The simplest approach for normalizing microarray data is to re-scale each expression value of a dataset. There exist two main approaches for normalization: the quantile algorithm [14] and the sketch-quantile algorithm that requires less computational resources.
For instance, the following command line shows the use of APT to normalize and summarize an Affymetrix dataset:
apt-probeset-summarize -a rma -d HuEx-1_0-st-v2.cdf -o/home/output -cel-files/home/list.txt
In particular, the rma option specifies the RMA summarization algorithm, the -d HuEx-1_0-st-v2.cdf option specifies the Human Exon 1.0 st library, while the -o -cel-files options specify respectively the output and input folders (where list.txt specifies the list of input cel files).
After summarization and normalization, the user has to associate to each expression value the related gene and eventually some further biological annotation, such as the gene symbol or information extracted by Gene Ontology [15]. Often annotation files are provided by the chip manufacturer and contain different levels of annotation, e.g. database identifier, description of molecular function, associated protein domains.
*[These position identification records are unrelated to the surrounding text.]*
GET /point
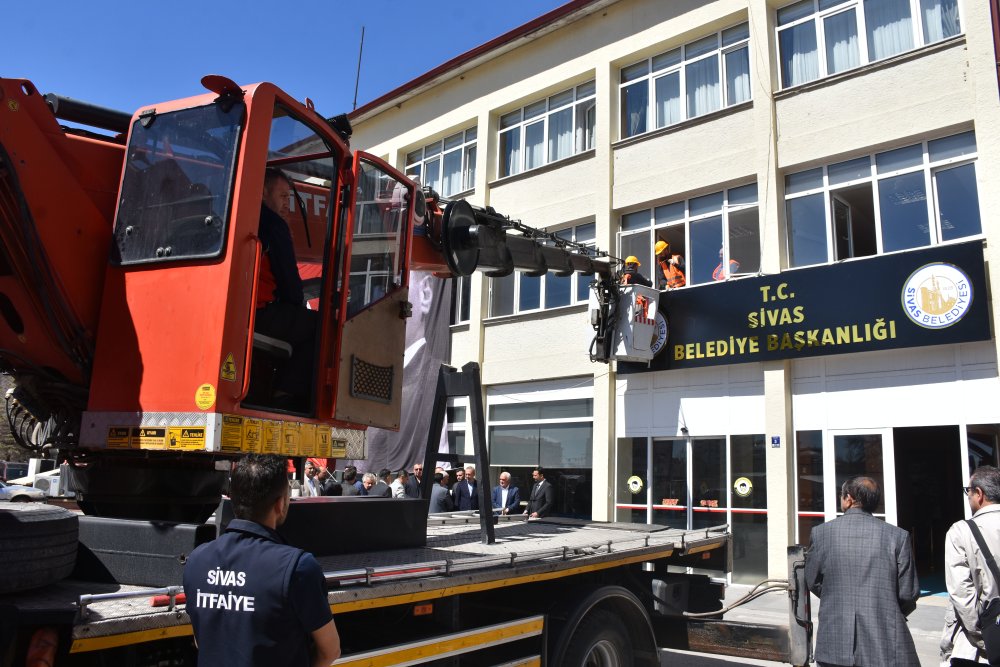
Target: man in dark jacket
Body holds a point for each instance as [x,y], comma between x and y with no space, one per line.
[862,569]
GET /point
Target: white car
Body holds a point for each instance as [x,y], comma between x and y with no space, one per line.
[19,494]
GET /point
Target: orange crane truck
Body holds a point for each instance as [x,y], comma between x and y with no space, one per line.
[130,265]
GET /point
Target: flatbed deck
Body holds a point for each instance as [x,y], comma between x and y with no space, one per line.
[453,561]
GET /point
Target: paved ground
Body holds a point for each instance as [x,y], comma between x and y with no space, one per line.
[925,625]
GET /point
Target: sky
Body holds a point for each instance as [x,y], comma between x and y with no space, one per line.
[124,55]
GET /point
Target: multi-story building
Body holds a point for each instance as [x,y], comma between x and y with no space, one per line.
[823,166]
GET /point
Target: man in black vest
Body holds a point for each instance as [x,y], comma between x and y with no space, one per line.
[252,599]
[543,496]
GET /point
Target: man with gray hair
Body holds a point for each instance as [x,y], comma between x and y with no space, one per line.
[862,569]
[966,573]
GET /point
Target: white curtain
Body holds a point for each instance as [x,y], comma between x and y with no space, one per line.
[940,19]
[799,57]
[703,90]
[668,99]
[561,134]
[890,28]
[841,32]
[737,76]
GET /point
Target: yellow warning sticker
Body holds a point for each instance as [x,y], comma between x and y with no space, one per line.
[291,436]
[272,438]
[251,435]
[149,438]
[307,440]
[228,372]
[186,437]
[338,449]
[323,442]
[204,398]
[232,433]
[118,437]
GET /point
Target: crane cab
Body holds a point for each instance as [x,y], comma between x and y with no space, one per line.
[202,345]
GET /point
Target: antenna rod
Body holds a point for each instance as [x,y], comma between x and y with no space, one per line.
[357,76]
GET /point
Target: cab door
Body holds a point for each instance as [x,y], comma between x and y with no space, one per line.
[374,307]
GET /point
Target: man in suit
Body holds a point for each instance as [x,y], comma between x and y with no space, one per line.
[466,497]
[543,496]
[862,569]
[440,498]
[966,573]
[505,499]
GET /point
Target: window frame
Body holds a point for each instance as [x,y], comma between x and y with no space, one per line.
[581,101]
[928,167]
[680,68]
[817,18]
[416,161]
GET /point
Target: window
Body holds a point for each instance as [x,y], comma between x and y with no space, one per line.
[718,235]
[818,38]
[448,166]
[548,130]
[908,197]
[518,293]
[686,82]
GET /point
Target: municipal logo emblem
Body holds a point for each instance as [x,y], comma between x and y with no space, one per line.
[937,295]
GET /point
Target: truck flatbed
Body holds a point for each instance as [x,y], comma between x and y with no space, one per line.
[453,561]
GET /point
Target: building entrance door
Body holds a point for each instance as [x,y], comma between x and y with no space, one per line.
[928,471]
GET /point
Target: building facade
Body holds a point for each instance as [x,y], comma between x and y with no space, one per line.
[829,146]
It should be noted that not all the preprocessing tools allow the annotation of gene expression values. Finally, preprocessed data, organized in a suitable data structure (e.g. a comma separated value table), can be read and analyzed by the TM4 platform. The main drawbacks of such an approach are: (i) the need to generate and store intermediate files in a manual way that prevent the automation of the process; (ii) the need to know the details of the used chips and related preprocessing tools and libraries; (iii) the need to manually download the most updated summarization and annotation libraries from the vendor website, and (iv) the need to manually import preprocessed files in the analysis platforms, that may introduce errors. The automation of the preprocessing pipeline could speed-up the entire analysis process and reduce possible errors, allowing the user to concentrate on biological aspects. From this scenario, in order to enable the sharing and cross-comparison of microarray results from different platforms and laboratories, we propose a software tool to automatize the preprocessing of raw microarray data.
The proposed tool, named μ-CS, is able to preprocess Affymetrix microarray data in order to simplify and automatize the summarization, normalization, and annotation of microarray data. μ-CS is based on a distributed architecture and uses the client/server model. The μ-CS server is in charge of tracing the versions of libraries used to preprocess arrays data and made available by microarray vendors, allowing a transparent access to the right and most updated versions of preprocessing libraries. The μ-CS client implements the preprocessing methods by wrapping the Affymetrix APT preprocessing tools and implements the annotation process by joining summarized data with annotation libraries. The main idea of μ-CS is to reduce the number of information provided by the user during the data preprocessing, by embedding chip and software details into the μ-CS databases. Examples of such details are the chip type and version, the software version, the link where to download the last version of the Affymetrix Power Tools and annotation libraries, what chip library and annotation library need to be used for a given chip, and so on.